0-to-1 thinking: real PM pain points, ruthless feature prioritization, and a pricing model built on evidence, not guesswork.
In a crowded AI-tools market, the risk wasn't "can we build this," it was "will anyone pay for this, and why us." Without rigorous discovery, it would have been easy to build a generic AI wrapper indistinguishable from a dozen competitors, and to price it based on guesswork instead of evidence.

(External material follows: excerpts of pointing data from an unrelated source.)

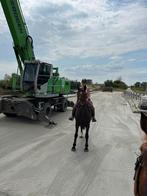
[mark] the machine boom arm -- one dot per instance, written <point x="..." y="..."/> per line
<point x="23" y="43"/>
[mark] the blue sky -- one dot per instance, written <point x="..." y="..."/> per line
<point x="96" y="39"/>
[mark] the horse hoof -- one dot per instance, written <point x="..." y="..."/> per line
<point x="86" y="150"/>
<point x="73" y="149"/>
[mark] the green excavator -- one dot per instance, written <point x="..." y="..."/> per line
<point x="40" y="82"/>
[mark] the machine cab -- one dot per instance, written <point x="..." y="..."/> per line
<point x="35" y="75"/>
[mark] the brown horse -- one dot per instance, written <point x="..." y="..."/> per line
<point x="140" y="184"/>
<point x="83" y="116"/>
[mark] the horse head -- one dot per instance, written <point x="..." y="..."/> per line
<point x="140" y="177"/>
<point x="82" y="94"/>
<point x="143" y="121"/>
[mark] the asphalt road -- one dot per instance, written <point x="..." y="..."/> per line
<point x="36" y="160"/>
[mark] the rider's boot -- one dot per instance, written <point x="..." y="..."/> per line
<point x="93" y="119"/>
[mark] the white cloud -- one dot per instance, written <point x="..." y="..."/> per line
<point x="79" y="28"/>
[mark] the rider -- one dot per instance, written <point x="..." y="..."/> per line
<point x="88" y="100"/>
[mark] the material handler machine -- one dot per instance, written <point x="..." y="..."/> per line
<point x="40" y="82"/>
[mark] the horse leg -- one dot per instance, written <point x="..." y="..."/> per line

Getting the pricing model wrong would have been just as fatal as getting the feature set wrong: undervaluing the product would starve it of revenue to grow, while overpricing it would kill early adoption before word-of-mouth could build.
I analyzed insights from 50+ product managers and benchmarked 15 competitors to map real PM workflows, pain points, and where a purpose-built assistant could actually win versus generic tools. I used that research to define the 10 highest-impact features for the initial product launch, rather than trying to build everything at once.
I then developed a three-tiered subscription pricing model based on consumer willingness-to-pay, designed to optimize both revenue generation and product-market fit from day one.
Three monetization paths were viable. The decision came down to matching price structure to how and when value was actually realized.
| Model | Alignment to Value | Adoption Friction | Revenue Predictability | Verdict |
|---|---|---|---|---|
| Flat Single-Tier Fee | Low, doesn't scale with usage | Low | High | Rejected, underprices power users |
| Pure Usage-Based | High | Higher, unpredictable bills | Low | Rejected, hurts early trust |
| Three-Tiered Subscription | High, tiers map to real segments | Low, predictable entry price | High | Selected |
We landed on a three-tiered subscription model based on consumer willingness-to-pay, giving individual PMs a predictable low-friction entry point while capturing more value from power users and teams.
Analyzed insights from 50+ product managers to map real workflows, tools, and pain points.
Benchmarked 15 competitors to identify differentiators and where a purpose-built assistant could win.
Defined the 10 highest-impact features for the initial launch, rather than a broad feature wishlist.
Developed a three-tiered subscription pricing model grounded in willingness-to-pay data.
Shaped go-to-market thinking around the tier and segment with the clearest, fastest path to value.
Pricing is a product decision, not a finance afterthought. It shapes who adopts and how they perceive value.
Specificity beats breadth in 0-to-1. A narrow, deeply-understood segment beats a vague "PMs in general" audience.
Willingness-to-pay signals from real conversations are worth more than any competitor benchmarking spreadsheet alone.
The pricing debate wasn't unanimous - there was a real pull toward pure usage-based pricing for its upside on power users. I modeled expected revenue and adoption friction for all three structures side-by-side before we converged on tiers, rather than defaulting to the most common SaaS pattern.